It has indeed been a good day, for both of us, though I'm sorry for your heat. I was in San Antonio about three weeks ago and it was awful even then.

We've never thought about feeding our deer. On the contrary, until we got a better fence up around the garden we were more likely to seek ways to encourage them to feed elsewhere. Even now I can't grow peas, because they eat them right off the fence. (Oh, I suppose I could erect a fence inside the garden for them, but it seems sort of dorky when your whole garden is surrounded by a 7foot fence to not use it but put up an inside fence.) Actually, I don't grow many vegetables any more; my wife took over the garden for her roses after getting totally frustrated with the deer devouring them, thorns and all, year after year. So now it's basically a flower garden. I could always make more garden, I suppose, but that's easier said than done. First, we live on bedrock so we don't garden so much as we quarry. Everthing I plant that requires any root space I have to pickaxe out a hole for and fill it with dirt before planting. Our garden is raised bed, which is the only answer for any amount of gardening, so I would have to build more raised beds, buy the dirt to fill them, and build a 7 foot deer fence around the whole thing. Somehow I've never gotten around to it. Maybe when I'm retired . . . But the only things I really miss growing are tomatoes, peas, and corn; everything else seems to be nearly as good from the grocery store, and indeed I've never been able to successfully grow brussels sprouts or cabbage or other things like that since our garden is totally pesticide free.
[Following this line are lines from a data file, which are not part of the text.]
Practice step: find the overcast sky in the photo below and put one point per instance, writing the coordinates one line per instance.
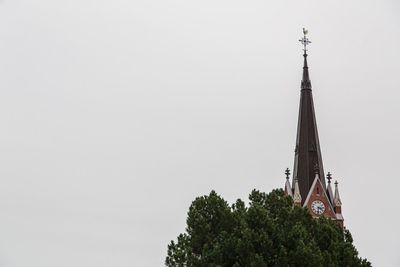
(115, 115)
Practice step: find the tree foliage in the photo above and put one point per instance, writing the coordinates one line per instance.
(269, 232)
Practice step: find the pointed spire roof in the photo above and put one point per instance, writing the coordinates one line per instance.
(336, 201)
(307, 151)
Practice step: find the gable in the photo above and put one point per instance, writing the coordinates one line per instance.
(317, 193)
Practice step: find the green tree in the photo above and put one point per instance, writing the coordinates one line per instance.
(269, 232)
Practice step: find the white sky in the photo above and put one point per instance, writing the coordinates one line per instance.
(115, 115)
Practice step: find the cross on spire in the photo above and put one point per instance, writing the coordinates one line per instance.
(305, 41)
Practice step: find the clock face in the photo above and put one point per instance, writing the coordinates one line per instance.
(318, 207)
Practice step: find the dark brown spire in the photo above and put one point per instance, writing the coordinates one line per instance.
(308, 157)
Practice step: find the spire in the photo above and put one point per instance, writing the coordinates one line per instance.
(288, 188)
(307, 151)
(296, 194)
(337, 202)
(329, 191)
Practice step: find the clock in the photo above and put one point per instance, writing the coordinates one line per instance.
(318, 207)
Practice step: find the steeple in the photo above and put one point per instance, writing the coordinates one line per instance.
(296, 194)
(329, 191)
(307, 152)
(288, 188)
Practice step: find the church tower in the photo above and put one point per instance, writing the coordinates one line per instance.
(308, 187)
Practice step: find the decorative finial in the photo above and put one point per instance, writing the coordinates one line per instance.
(316, 168)
(305, 40)
(329, 177)
(287, 172)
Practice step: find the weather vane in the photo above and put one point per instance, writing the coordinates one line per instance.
(305, 40)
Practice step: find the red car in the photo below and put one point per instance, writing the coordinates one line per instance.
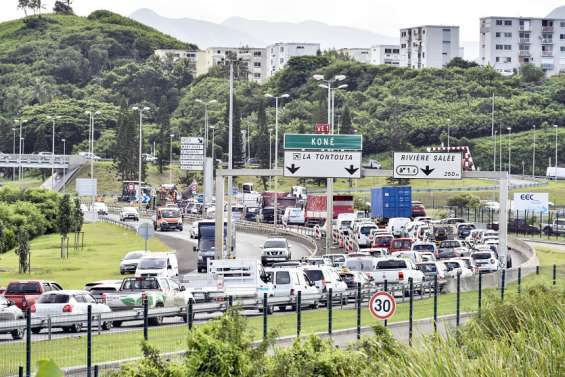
(24, 293)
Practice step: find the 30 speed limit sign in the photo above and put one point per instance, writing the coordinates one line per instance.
(382, 305)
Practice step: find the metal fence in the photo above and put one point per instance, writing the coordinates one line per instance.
(85, 344)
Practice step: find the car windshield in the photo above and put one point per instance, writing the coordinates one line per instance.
(53, 299)
(481, 255)
(152, 264)
(269, 244)
(428, 267)
(391, 264)
(314, 275)
(170, 214)
(139, 284)
(423, 247)
(27, 287)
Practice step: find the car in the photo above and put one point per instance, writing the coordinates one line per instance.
(129, 262)
(100, 208)
(275, 250)
(129, 213)
(10, 312)
(67, 303)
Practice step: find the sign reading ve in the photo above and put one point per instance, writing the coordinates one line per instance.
(323, 142)
(322, 164)
(427, 165)
(382, 305)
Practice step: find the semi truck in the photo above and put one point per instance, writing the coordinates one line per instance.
(316, 208)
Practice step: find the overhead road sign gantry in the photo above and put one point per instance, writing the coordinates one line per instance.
(427, 165)
(322, 164)
(323, 142)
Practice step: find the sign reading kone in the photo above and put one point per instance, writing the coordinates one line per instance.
(427, 165)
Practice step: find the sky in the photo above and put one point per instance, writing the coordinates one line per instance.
(381, 16)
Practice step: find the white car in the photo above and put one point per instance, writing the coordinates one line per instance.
(129, 213)
(67, 303)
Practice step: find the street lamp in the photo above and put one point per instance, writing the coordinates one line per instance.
(141, 110)
(534, 154)
(53, 149)
(275, 218)
(171, 158)
(509, 149)
(329, 218)
(555, 170)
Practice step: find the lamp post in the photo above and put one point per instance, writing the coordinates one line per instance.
(171, 136)
(277, 98)
(555, 171)
(534, 154)
(64, 168)
(141, 110)
(329, 218)
(52, 118)
(509, 149)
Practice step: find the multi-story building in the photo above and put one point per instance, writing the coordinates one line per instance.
(279, 54)
(429, 46)
(362, 55)
(385, 54)
(196, 59)
(506, 43)
(254, 60)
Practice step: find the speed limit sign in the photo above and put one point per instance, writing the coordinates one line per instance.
(382, 305)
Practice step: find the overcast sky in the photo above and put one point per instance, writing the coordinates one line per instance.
(384, 17)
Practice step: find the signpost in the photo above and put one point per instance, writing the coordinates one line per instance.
(427, 165)
(323, 142)
(192, 153)
(382, 305)
(146, 231)
(322, 164)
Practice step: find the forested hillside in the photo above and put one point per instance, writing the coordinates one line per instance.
(64, 65)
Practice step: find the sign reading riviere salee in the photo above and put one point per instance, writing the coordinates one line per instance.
(323, 142)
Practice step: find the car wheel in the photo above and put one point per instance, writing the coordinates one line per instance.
(17, 334)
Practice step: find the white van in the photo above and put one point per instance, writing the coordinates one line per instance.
(288, 281)
(158, 264)
(293, 216)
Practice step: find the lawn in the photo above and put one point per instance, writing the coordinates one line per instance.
(104, 246)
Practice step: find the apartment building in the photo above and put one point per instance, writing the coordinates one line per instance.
(362, 55)
(196, 59)
(254, 60)
(279, 54)
(506, 43)
(428, 46)
(385, 54)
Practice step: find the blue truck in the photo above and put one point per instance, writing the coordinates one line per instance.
(391, 201)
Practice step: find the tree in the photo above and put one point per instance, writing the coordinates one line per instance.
(65, 219)
(346, 124)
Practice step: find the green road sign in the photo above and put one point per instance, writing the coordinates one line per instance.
(318, 142)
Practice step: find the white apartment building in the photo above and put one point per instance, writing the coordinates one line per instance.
(385, 54)
(428, 46)
(279, 54)
(255, 60)
(506, 43)
(362, 55)
(196, 59)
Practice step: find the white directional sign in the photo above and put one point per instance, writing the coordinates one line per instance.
(192, 153)
(427, 165)
(322, 164)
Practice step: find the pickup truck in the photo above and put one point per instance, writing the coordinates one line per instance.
(396, 271)
(160, 292)
(24, 293)
(556, 227)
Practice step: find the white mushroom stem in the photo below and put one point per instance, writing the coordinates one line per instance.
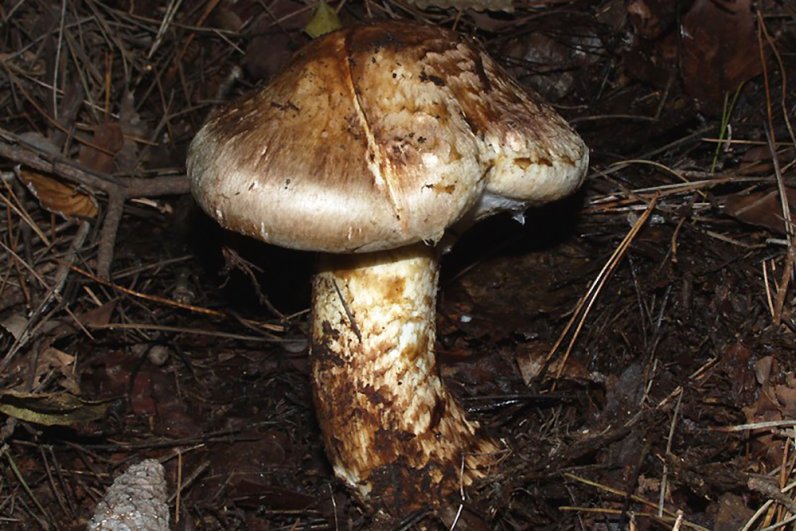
(392, 431)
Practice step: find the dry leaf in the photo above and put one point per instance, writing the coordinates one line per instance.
(50, 409)
(763, 209)
(59, 198)
(107, 141)
(718, 37)
(60, 362)
(479, 5)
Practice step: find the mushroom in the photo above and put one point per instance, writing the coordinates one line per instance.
(373, 147)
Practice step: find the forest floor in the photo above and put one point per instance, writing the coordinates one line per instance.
(632, 346)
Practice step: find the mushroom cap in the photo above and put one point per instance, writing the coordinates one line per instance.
(380, 136)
It's a pity that everybody can't live in close harmony with nature the way you and I do. I grew up in the country, but lived for a while in cities, including NYC. Hated it. I am so happy to be back in the country again.

But people are different -- my father, moved out of the city (Philadelphia) to raise his children in the country because the city was no place to raise children, moved back to the city (NYC, to a studio apartment in Manhattan) when we had graduated from college and were on our own, and loved it. But even to be near him I couldn't live in NYC. Stuck it out for two years, but that was all I could take.

Fled to the other side of the country, and have never regretted it.